After step 7, all chat keys are in ChatKeyManager’s memory with bulk_init provenance. The user can immediately read and write encrypted messages.

Validation on Login

On every login (including new devices), the system validates master key correctness:

  1. Derive master key from credentials + server blob
  2. Attempt to unwrap at least one encrypted_chat_key from the user’s chat list
  3. If unwrap succeeds: master key is correct, proceed with bulk load
  4. If unwrap fails for ALL keys: master key derivation failed – credentials may have changed, or the wrapped blob is corrupt. Surface an error to the user.

This “fail fast” validation catches credential drift (e.g., password changed on another device but wrapped blob not re-encrypted) before the user encounters “content decryption failed” errors in the UI.

Implementation: loadChatKeysFromDatabase() in chatSyncServiceSenders.ts performs the bulk load and tracks success/failure counts. If zero keys decrypt successfully out of N attempts, it logs a critical error.

Cross-Tab Key Distribution (Same Device)

Within a single device, multiple browser tabs share the same origin and therefore the same IndexedDB. Cross-tab key coordination uses BroadcastChannel (openmates_crypto_v1):

  • clearAll message: Tab logging out broadcasts to other tabs to clear their in-memory key caches
  • keyLoaded message: Tab that loads/creates a key broadcasts to other tabs. Receiving tabs warm their ChatKeyManager cache only if they have pending operations for that chat (Pitfall 4 prevention – no unnecessary async work)

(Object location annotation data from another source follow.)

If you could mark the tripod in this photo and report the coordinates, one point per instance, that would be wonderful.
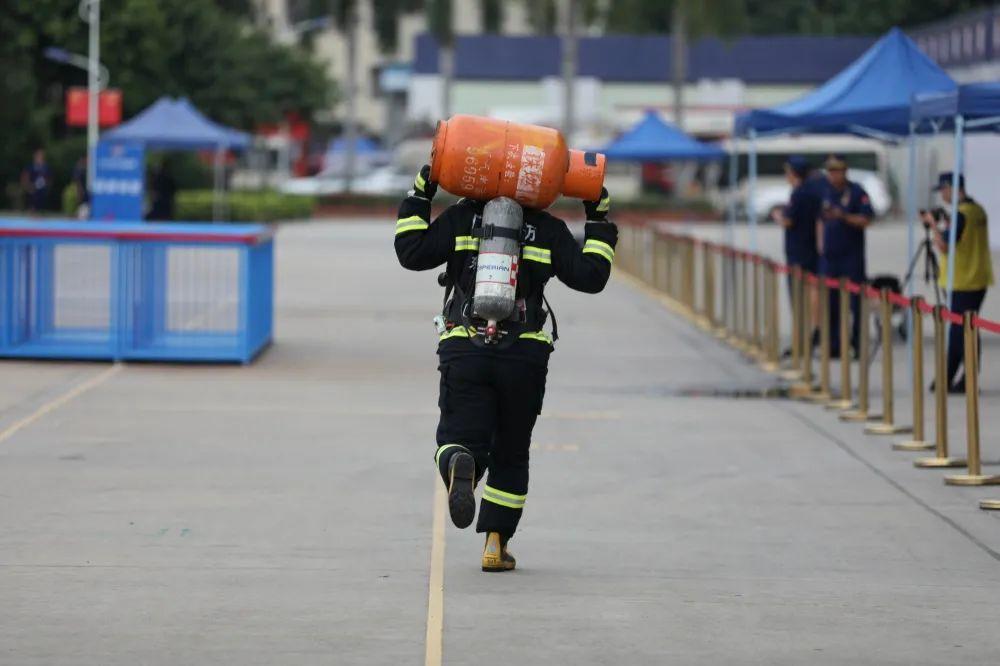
(932, 270)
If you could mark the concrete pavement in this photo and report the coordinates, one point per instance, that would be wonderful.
(282, 513)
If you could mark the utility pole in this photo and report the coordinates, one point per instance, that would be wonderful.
(90, 11)
(569, 51)
(678, 39)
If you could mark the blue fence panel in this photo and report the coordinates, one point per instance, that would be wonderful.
(168, 292)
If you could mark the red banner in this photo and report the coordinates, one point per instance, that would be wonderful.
(109, 107)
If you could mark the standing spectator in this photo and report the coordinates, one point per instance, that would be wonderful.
(80, 187)
(800, 219)
(973, 265)
(846, 213)
(36, 180)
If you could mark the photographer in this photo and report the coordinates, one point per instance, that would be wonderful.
(973, 266)
(846, 213)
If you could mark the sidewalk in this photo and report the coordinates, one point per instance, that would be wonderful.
(282, 513)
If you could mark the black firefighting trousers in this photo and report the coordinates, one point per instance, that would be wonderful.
(489, 405)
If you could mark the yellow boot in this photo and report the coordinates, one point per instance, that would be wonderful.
(496, 557)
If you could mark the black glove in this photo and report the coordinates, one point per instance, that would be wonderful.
(423, 186)
(597, 211)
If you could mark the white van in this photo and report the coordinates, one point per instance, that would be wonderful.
(867, 160)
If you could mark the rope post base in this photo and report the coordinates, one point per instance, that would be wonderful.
(974, 475)
(941, 459)
(888, 426)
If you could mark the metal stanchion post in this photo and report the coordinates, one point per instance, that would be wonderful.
(888, 425)
(822, 394)
(689, 277)
(861, 413)
(917, 443)
(844, 401)
(757, 343)
(708, 280)
(974, 475)
(795, 371)
(736, 329)
(941, 457)
(772, 319)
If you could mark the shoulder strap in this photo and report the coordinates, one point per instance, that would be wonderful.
(555, 324)
(493, 231)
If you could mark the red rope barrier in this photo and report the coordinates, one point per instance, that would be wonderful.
(834, 283)
(899, 299)
(948, 315)
(986, 325)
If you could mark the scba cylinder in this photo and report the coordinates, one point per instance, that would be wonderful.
(484, 158)
(499, 252)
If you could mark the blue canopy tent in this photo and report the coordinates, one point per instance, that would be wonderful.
(968, 108)
(175, 124)
(655, 140)
(871, 97)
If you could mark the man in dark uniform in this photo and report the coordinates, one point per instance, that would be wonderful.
(491, 394)
(846, 213)
(800, 219)
(973, 265)
(36, 180)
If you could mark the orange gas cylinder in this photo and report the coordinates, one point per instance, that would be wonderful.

This is distinct from cross-device distribution. Cross-tab is about cache coherence; cross-device is about key availability.

Security Properties

Property Guarantee
Server never sees master key Wrapped blob is encrypted before upload; server stores ciphertext only
Deterministic derivation Same credential + salt + blob = same master key on every device
No device trust chain No need to “trust” or “verify” new devices – authentication IS the trust
Forward secrecy Not provided – compromise of password exposes all past messages. Acceptable for product model
Key rotation Changing password re-wraps the master key blob with a new wrapping key. The master key itself does not change (preserves existing encrypted data)

Reference

For the complete derivation chain (PBKDF2 parameters, passkey PRF path, recovery key path, wrapping/unwrapping implementation), see master-key-lifecycle.md.